# Motor on top or bottom ?? 2 bolt orientation matter?



## W O T (Mar 13, 2008)

I recieved some cut down ID big mini bodies, they appear to have been used. But I am unsure of exactly how to mount them. Either motor on the top or the bottom, does it matter?

Option1









Option2










I personally thought they had to be mounted Option1 way, but judging by the drilled holes in the bodies, they were mounted Option2

What do you guys recomend?

Also, since this is a 2 bolt mounting pattern, it seems I can rotate the motor 180* and mount it that way aswell.
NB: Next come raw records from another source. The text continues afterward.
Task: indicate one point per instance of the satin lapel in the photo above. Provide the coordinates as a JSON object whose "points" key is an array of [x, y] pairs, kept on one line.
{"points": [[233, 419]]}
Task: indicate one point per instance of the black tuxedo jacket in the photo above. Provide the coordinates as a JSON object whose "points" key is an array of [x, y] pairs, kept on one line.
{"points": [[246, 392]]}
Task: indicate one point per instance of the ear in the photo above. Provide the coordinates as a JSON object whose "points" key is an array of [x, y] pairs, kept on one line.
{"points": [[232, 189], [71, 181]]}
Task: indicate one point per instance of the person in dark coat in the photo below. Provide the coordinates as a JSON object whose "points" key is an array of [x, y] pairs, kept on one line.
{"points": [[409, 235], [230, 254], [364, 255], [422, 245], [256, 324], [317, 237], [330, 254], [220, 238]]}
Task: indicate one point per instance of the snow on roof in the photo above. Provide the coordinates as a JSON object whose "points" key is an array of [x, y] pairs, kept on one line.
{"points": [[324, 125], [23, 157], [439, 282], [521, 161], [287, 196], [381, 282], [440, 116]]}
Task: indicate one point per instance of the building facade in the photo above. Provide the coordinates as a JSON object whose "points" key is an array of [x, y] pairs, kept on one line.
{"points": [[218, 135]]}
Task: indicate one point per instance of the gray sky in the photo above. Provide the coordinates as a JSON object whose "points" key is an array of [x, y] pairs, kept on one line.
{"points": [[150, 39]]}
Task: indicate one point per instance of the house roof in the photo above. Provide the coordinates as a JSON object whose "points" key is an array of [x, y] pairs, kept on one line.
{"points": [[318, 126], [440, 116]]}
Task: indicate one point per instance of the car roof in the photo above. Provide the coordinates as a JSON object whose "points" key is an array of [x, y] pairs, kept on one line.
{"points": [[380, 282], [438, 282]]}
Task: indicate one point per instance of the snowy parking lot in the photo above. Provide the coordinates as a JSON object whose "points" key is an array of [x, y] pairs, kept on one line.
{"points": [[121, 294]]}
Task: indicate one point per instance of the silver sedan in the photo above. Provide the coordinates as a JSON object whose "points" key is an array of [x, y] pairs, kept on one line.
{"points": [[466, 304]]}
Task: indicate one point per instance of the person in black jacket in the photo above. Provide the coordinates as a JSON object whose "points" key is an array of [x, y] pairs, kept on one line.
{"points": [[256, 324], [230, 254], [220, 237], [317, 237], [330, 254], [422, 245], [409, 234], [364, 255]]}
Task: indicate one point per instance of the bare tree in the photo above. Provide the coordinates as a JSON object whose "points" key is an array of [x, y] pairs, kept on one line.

Does it matter which side of the body pos/negative is, or is there a universal rule for mounting the 2 bolts...??

Thanks so much guys


----------



## Eric Stevens (Dec 29, 2007)

Up or down! Does not matter.

Eric Stevens


----------



## sonikaccord (Jun 15, 2008)

Does a circle have a bottom?


----------



## Veebee (Nov 14, 2010)

Sound wise it wont matter which way, but i find mounting them motor up keeps the out of the way.


----------



## oabeieo (Feb 22, 2015)

Veebee said:


> Sound wise it wont matter which way, but i find mounting them motor up keeps the out of the way.


And keeps dirt out ,


----------